Al día siguiente sus padres estaban de mal humor. Porque venía no sé qué tío que les caía mal. Eso ya si que no tenía ni pies ni cabeza, porque si te entra hambre no lo puedes evitar, pero invitar a gente que no te cae bien a tu casa, era más que evitable. Ella nunca invitaba a los que le caían mal, sólo a sus amigos. “A lo mejor es que la Navidad tiene un efecto en los mayores que los deja tontos y no piensan las cosas” pensó intentando buscar una explicación a todo ese sinsentido.

Por supuesto ese día nada de salir, porque estuvieron todo el día limpiando, cocinando, y vistiéndose como en los días de fiesta. Aunque Nerea no veía motivo de celebración ninguno en tener que trabajar tanto y encima tener a gente que no son tus amigos en casa. Pero lo que terminó por desconcertarla es que cuando vinieron todos, incluidos ese tío, sus padres estuvieron la mar de sonrientes. Era como si no se acordaran de todo lo que habían tenido que trabajar y comprar.

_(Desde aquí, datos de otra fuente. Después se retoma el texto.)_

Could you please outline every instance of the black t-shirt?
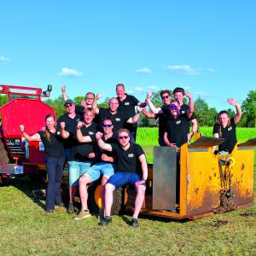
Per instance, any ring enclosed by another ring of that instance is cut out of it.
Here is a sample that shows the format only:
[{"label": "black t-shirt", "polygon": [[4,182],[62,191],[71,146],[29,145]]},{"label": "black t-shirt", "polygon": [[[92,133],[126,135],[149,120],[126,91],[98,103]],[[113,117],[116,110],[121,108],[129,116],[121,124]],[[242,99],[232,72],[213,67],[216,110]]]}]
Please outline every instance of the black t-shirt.
[{"label": "black t-shirt", "polygon": [[117,172],[142,173],[141,162],[138,158],[144,152],[140,145],[130,143],[127,150],[123,149],[119,144],[111,144],[111,147],[116,156]]},{"label": "black t-shirt", "polygon": [[159,137],[164,137],[167,120],[171,118],[170,110],[169,110],[170,105],[163,105],[161,107],[161,110],[163,111],[163,113],[156,113],[154,115],[154,119],[158,119],[158,136]]},{"label": "black t-shirt", "polygon": [[89,127],[84,125],[81,128],[81,132],[83,136],[90,136],[92,142],[91,143],[78,143],[77,145],[73,147],[71,160],[75,161],[91,161],[92,160],[89,158],[89,154],[94,152],[94,143],[96,143],[96,125],[91,123]]},{"label": "black t-shirt", "polygon": [[[129,116],[125,112],[117,111],[116,113],[113,114],[108,108],[99,108],[99,113],[97,115],[99,119],[99,124],[102,124],[102,121],[105,118],[111,118],[113,120],[113,133],[116,135],[117,131],[120,128],[124,128],[124,124],[129,119]],[[99,127],[102,129],[102,127]]]},{"label": "black t-shirt", "polygon": [[180,114],[177,119],[168,120],[166,131],[170,143],[180,148],[188,142],[188,126],[189,119],[187,113]]},{"label": "black t-shirt", "polygon": [[[105,139],[104,136],[102,136],[102,139],[104,143],[108,143],[108,144],[110,144],[110,143],[118,144],[118,143],[119,143],[118,138],[113,134],[111,137],[108,137],[107,140]],[[113,151],[105,151],[105,150],[100,148],[97,146],[97,144],[96,144],[95,148],[96,148],[95,149],[96,150],[96,158],[93,161],[93,164],[103,162],[102,160],[102,154],[105,154],[108,156],[113,156],[114,155]]]},{"label": "black t-shirt", "polygon": [[76,114],[75,117],[72,119],[68,116],[67,113],[58,119],[58,127],[60,127],[61,122],[65,122],[65,130],[69,132],[68,138],[64,140],[65,148],[71,148],[73,146],[78,143],[78,141],[76,139],[77,125],[78,122],[81,121],[82,119],[82,116],[79,114]]},{"label": "black t-shirt", "polygon": [[236,125],[235,124],[234,118],[230,119],[230,125],[227,125],[225,128],[222,127],[218,123],[214,125],[213,134],[218,134],[219,128],[221,128],[222,136],[219,136],[219,137],[225,139],[225,141],[218,146],[218,151],[232,152],[237,142],[236,127]]},{"label": "black t-shirt", "polygon": [[44,146],[44,157],[48,159],[50,156],[64,157],[63,139],[61,137],[61,132],[56,131],[55,133],[49,132],[49,140],[48,140],[45,131],[39,131],[38,133]]},{"label": "black t-shirt", "polygon": [[[118,108],[119,112],[126,113],[127,116],[132,117],[135,115],[135,107],[137,107],[139,101],[133,96],[126,94],[126,98],[124,101],[120,101],[119,97],[117,97],[119,106]],[[124,128],[128,129],[131,132],[135,132],[137,130],[137,124],[128,124],[125,123]]]}]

Ante todo ese escenario, Nerea no podía estar más alucinada así que decidió hacer un buen reporte en el ejercicio que le mandó la profesora.

La Navidad es una enfermedad que hace que los mayores tengan mucha hambre, por lo que tienen que cocinar todo el día y se gastan mucho dinero. Así que no te deja ni un rato de tiempo libre para jugar, ya que todo se reduce en comprar, cocinar y limpiar. Y lo peor de todo, la enfermedad afecta al cerebro haciéndote creer que tienes que hacer cosas aunque no quieras, como es invitar a alguien que no te gusta a tu casa. Me gustan más los días normales, con comida normal que no hace que mis padres tengan manchas oscuras debajo de los ojos y les deja un montón de tiempo para jugar conmigo, aunque en esos días no tenga regalos. Porque si no tengo tiempo para disfrutarlos, ¿para qué los quiero? Además mi padre me dijo que tiene que subir una cuesta en Enero sin ser alpinista ni nada por culpa de gastarse tanto dinero. Realmente no merece la pena. Ojalá encuentren cura para la Navidad antes de que sea demasiado tarde.